Outra entrevistada foi a Nataly Ribeiro,
atleta paralímpica de doze anos. Ela nos confessou que uma amiga a levou para
participar e depois disso, nunca mais saiu de lá. Sendo o esporte que ela mais
gosta, o despertar de sentimentos bons, faz com que Nataly não queria praticar
outro, senão a bocha: eu sinto muito orgulho e alegria, completou.
A palavra que resume isso tudo não pode
ser outra senão sensacional! O despertar de sentimentos e conhecimentos não
está primado e ninguém e sim, é possível, basta querer.
Não sabe o que é bocha? A gente explica!
O jogo de bocha é um jogo
competitivo que pode ser jogado individualmente, em duplas ou em equipes e
todos os eventos podem ser mistos – homens e mulheres competem juntos e
igualmente. A sua finalidade principal é a mesma do bocha convencional; ou
seja, encostar o maior número de bolas na bola branca alvo, também denominada Jack.
São utilizadas 13 bolas: 6 azuis, 6 vermelhas
e 1 branca, confeccionadas com fibra sintética expandida e superfície externa
de couro. Seu tamanho é menor que o de bocha convencional e o peso é de,
aproximadamente, 280 gramas. O árbitro utiliza para sinalizar ao jogador, no
início de um lançamento ou jogada, um indicador de cor vermelho/azul, similar a
uma raquete de tênis de mesa. Para medir a distância das bolas coloridas da
bola alvo, é utilizada uma trena ou com compasso.
A habilidade
e a inteligência tornam-se fundamentais no desenvolvimento das jogadas,
assistindo-se muitas vezes a um verdadeiro espetáculo de alternância da
vantagem, pela aplicação de técnicas e táticas adequadas e desenvolvidas a cada
circunstância.
No Brasil, o
jogo de bocha ficou conhecido a partir de 1995, quando dois atletas
participaram dos Jogos Parapanamericanos de Mar Del Plata, consagrando-se
campeões na modalidade. Em junho de 1996, dando prosseguimento ao Programa de
Fomento Esportivo, a Associação Nacional de Deporto para Deficientes – ANDE,
lançou o Projeto “Boccia Para Portadores de Paralisia Cerebral Severa”, em
Curitiba, onde se fizeram representar cinco estados: Paraná, com duas
entidades; Rio de Janeiro, com cinco entidades e Mato Grosso do Sul, Minas
Gerais e São Paulo com uma entidade cada.
Para os
competidores de elite, que participam de Campeonatos Internacionais, as
competições obedecem a um ciclo de quatro anos. A cada ano é realizado um
grande evento internacional, acontecendo em um ano o Campeonato da Europa e o Parapanamericano,
seguidos do Campeonato Mundial, Campeonato da Copa do Mundo e por último dos
Jogos Paralímpicos. As regras do jogo de bocha são determinadas pela CP-ISRA e
são revisadas a cada quatro anos, normalmente logo após as Paralimpíadas.
Classes:
A competição é dividida em quatro classes de atletas, segundo suas necessidades especiais.

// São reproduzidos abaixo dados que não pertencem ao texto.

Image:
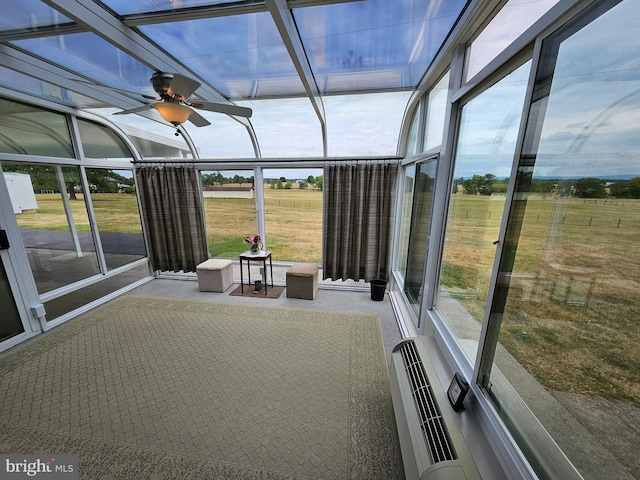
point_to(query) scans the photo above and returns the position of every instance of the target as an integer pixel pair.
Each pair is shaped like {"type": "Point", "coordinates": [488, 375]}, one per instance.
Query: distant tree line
{"type": "Point", "coordinates": [280, 183]}
{"type": "Point", "coordinates": [588, 187]}
{"type": "Point", "coordinates": [101, 180]}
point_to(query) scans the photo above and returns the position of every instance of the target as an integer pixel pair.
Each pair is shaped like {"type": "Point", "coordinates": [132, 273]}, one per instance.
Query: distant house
{"type": "Point", "coordinates": [232, 191]}
{"type": "Point", "coordinates": [21, 192]}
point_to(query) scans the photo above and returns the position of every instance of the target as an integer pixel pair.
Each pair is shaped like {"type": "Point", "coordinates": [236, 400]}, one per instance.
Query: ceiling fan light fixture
{"type": "Point", "coordinates": [173, 113]}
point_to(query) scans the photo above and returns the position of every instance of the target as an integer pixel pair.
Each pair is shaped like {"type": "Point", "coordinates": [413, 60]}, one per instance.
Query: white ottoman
{"type": "Point", "coordinates": [215, 275]}
{"type": "Point", "coordinates": [302, 281]}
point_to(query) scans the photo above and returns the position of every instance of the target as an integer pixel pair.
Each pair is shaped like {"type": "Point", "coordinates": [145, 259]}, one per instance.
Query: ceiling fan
{"type": "Point", "coordinates": [174, 90]}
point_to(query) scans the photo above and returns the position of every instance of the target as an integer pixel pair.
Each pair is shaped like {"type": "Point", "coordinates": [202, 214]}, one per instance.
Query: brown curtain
{"type": "Point", "coordinates": [173, 217]}
{"type": "Point", "coordinates": [358, 206]}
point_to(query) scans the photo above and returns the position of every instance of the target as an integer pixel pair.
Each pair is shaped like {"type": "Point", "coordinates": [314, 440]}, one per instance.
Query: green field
{"type": "Point", "coordinates": [293, 220]}
{"type": "Point", "coordinates": [572, 311]}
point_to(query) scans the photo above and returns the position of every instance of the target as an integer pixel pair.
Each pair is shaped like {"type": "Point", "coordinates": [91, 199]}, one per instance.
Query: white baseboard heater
{"type": "Point", "coordinates": [431, 442]}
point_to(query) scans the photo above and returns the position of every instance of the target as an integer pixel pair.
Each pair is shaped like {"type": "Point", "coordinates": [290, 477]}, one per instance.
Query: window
{"type": "Point", "coordinates": [436, 112]}
{"type": "Point", "coordinates": [293, 213]}
{"type": "Point", "coordinates": [406, 194]}
{"type": "Point", "coordinates": [54, 224]}
{"type": "Point", "coordinates": [115, 206]}
{"type": "Point", "coordinates": [565, 307]}
{"type": "Point", "coordinates": [483, 158]}
{"type": "Point", "coordinates": [414, 287]}
{"type": "Point", "coordinates": [230, 211]}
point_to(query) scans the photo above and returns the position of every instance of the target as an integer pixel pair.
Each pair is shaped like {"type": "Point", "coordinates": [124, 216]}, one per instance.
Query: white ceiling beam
{"type": "Point", "coordinates": [26, 64]}
{"type": "Point", "coordinates": [286, 26]}
{"type": "Point", "coordinates": [102, 23]}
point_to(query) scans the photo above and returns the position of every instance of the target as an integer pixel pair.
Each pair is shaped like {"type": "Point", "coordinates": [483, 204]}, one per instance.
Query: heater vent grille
{"type": "Point", "coordinates": [431, 422]}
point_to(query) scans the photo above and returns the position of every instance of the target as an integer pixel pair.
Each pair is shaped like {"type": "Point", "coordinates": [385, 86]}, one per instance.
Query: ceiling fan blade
{"type": "Point", "coordinates": [223, 108]}
{"type": "Point", "coordinates": [182, 87]}
{"type": "Point", "coordinates": [198, 120]}
{"type": "Point", "coordinates": [133, 110]}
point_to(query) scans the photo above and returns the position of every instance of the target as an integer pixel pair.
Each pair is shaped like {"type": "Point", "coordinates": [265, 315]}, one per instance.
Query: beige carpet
{"type": "Point", "coordinates": [171, 389]}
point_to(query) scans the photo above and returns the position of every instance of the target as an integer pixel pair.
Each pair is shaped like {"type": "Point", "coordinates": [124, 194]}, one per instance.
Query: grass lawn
{"type": "Point", "coordinates": [572, 310]}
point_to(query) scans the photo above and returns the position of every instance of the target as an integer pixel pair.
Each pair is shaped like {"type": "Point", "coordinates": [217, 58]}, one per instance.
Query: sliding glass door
{"type": "Point", "coordinates": [414, 286]}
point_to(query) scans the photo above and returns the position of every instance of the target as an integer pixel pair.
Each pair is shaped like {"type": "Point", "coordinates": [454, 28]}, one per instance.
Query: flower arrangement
{"type": "Point", "coordinates": [255, 241]}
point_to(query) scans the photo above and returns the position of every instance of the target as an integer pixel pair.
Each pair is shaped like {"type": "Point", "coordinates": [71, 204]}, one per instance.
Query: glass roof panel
{"type": "Point", "coordinates": [374, 44]}
{"type": "Point", "coordinates": [125, 7]}
{"type": "Point", "coordinates": [365, 125]}
{"type": "Point", "coordinates": [511, 21]}
{"type": "Point", "coordinates": [242, 56]}
{"type": "Point", "coordinates": [224, 138]}
{"type": "Point", "coordinates": [29, 130]}
{"type": "Point", "coordinates": [91, 56]}
{"type": "Point", "coordinates": [26, 84]}
{"type": "Point", "coordinates": [154, 140]}
{"type": "Point", "coordinates": [29, 14]}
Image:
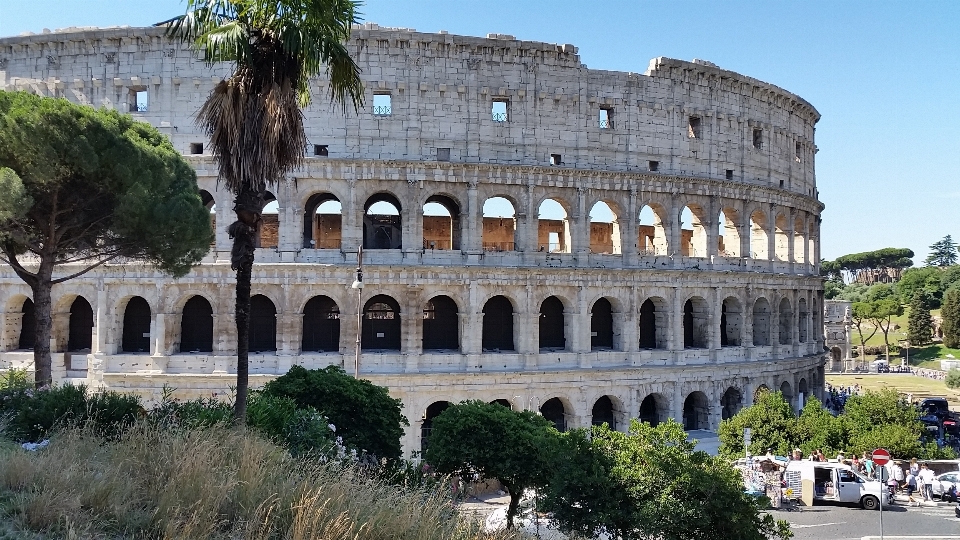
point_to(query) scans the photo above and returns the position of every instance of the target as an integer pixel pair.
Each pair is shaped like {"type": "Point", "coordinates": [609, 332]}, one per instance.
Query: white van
{"type": "Point", "coordinates": [821, 482]}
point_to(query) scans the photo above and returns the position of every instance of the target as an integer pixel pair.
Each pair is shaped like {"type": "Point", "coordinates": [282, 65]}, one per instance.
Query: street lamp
{"type": "Point", "coordinates": [358, 285]}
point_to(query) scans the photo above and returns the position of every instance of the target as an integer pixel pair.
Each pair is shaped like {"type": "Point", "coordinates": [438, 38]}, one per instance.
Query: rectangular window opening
{"type": "Point", "coordinates": [382, 105]}
{"type": "Point", "coordinates": [693, 127]}
{"type": "Point", "coordinates": [500, 110]}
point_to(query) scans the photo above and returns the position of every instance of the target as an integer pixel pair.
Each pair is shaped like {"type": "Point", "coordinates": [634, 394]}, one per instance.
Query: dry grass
{"type": "Point", "coordinates": [207, 484]}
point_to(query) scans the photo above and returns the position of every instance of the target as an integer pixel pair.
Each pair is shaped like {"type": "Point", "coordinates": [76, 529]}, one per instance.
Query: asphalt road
{"type": "Point", "coordinates": [854, 523]}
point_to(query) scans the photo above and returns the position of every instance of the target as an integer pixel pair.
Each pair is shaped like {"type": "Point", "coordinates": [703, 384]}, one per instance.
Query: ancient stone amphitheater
{"type": "Point", "coordinates": [595, 245]}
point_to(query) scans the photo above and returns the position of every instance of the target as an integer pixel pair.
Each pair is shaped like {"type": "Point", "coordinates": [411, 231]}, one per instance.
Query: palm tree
{"type": "Point", "coordinates": [254, 118]}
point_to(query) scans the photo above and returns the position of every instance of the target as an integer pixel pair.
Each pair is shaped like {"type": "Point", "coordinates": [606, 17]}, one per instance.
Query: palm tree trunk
{"type": "Point", "coordinates": [248, 205]}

- Classe BC1 ficam os atletas que precisam de auxílio para posicionar suas cadeiras de rodas e também é permitido a função de entregar a bola para o jogador.
- Classe BC2 estão os atletas que podem movimentar suas cadeiras sem auxílio.

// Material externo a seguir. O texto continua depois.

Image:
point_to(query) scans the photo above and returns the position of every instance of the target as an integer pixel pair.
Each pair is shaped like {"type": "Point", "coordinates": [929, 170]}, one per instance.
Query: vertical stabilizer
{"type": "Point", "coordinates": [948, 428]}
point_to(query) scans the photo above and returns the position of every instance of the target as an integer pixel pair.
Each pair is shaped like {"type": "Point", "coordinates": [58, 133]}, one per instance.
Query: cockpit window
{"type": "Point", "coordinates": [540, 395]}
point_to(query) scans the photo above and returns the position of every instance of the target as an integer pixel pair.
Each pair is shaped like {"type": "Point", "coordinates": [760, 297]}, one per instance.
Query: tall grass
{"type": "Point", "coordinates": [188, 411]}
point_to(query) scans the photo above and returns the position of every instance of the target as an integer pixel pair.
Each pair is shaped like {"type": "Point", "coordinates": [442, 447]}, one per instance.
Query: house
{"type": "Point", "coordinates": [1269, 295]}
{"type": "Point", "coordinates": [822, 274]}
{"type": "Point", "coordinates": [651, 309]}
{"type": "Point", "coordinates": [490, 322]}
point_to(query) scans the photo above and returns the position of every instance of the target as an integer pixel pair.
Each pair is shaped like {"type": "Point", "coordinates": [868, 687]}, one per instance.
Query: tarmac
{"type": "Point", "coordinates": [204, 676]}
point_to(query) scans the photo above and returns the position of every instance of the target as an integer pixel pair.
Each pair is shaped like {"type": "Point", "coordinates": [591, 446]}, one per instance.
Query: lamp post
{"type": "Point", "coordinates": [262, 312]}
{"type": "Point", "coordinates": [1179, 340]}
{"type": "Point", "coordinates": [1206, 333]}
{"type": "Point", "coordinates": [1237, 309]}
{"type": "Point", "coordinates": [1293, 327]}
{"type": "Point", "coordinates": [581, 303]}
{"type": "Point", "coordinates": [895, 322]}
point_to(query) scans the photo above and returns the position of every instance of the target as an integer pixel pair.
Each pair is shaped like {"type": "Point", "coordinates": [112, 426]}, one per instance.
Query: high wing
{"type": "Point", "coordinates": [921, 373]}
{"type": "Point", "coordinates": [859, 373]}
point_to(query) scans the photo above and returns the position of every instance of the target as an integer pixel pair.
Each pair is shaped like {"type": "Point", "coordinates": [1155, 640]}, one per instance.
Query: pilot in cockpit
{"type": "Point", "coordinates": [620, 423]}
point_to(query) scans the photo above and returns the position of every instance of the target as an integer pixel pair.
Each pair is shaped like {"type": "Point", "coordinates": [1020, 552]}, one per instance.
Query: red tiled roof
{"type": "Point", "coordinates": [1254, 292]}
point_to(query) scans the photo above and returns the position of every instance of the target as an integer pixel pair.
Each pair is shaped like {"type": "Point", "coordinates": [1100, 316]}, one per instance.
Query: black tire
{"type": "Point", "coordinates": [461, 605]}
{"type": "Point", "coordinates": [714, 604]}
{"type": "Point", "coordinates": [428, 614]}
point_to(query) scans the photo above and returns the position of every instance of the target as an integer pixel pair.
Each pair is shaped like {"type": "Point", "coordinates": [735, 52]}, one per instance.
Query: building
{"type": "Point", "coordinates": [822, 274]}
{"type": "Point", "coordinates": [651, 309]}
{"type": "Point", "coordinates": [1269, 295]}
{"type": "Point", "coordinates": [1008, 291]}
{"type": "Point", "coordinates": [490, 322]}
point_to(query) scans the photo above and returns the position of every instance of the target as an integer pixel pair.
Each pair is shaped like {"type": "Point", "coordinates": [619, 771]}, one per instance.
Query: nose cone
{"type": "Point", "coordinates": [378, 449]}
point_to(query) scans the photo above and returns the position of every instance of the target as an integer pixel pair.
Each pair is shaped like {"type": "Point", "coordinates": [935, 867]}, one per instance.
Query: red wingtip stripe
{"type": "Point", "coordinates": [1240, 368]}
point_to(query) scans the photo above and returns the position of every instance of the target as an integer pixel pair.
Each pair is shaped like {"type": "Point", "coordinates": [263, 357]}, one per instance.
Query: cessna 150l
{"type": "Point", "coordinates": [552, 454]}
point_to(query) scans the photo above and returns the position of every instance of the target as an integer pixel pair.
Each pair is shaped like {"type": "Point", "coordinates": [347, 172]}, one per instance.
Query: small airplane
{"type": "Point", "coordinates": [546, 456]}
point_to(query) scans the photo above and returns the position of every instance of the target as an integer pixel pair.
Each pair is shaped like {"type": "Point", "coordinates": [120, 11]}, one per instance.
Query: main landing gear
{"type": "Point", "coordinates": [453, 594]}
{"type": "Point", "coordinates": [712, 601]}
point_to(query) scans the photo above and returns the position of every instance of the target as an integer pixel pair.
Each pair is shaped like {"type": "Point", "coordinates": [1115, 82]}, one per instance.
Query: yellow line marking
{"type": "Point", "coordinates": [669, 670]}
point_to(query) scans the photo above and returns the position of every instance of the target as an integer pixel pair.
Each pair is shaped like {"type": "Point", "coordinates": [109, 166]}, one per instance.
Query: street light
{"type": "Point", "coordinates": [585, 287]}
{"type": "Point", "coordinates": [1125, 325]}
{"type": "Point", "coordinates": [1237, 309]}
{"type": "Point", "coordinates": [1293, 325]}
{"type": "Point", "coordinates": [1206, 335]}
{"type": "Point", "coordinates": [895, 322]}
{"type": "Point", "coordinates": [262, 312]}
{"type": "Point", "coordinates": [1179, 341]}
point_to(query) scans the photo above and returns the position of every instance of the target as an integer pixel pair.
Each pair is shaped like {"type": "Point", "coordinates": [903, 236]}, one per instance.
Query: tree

- Classe BC3 ficam os atletas com lesões graves, que precisam de equipamentos ou assistentes para se locomoverem.
- Classe BC4 estão atletas com lesões graves, mas que não precisam de assistência.
Categoria:
- Individual BC1.
- Individual BC2.
- Individual BC3.
- Individual BC4.
- Pares BC3 – Somente jogadores pertencentes à classe BC3.
- Pares BC4 – Somente jogadores pertencentes à classe BC4.
- Equipe – Somente jogadores pertencentes às classes BC1 e BC2.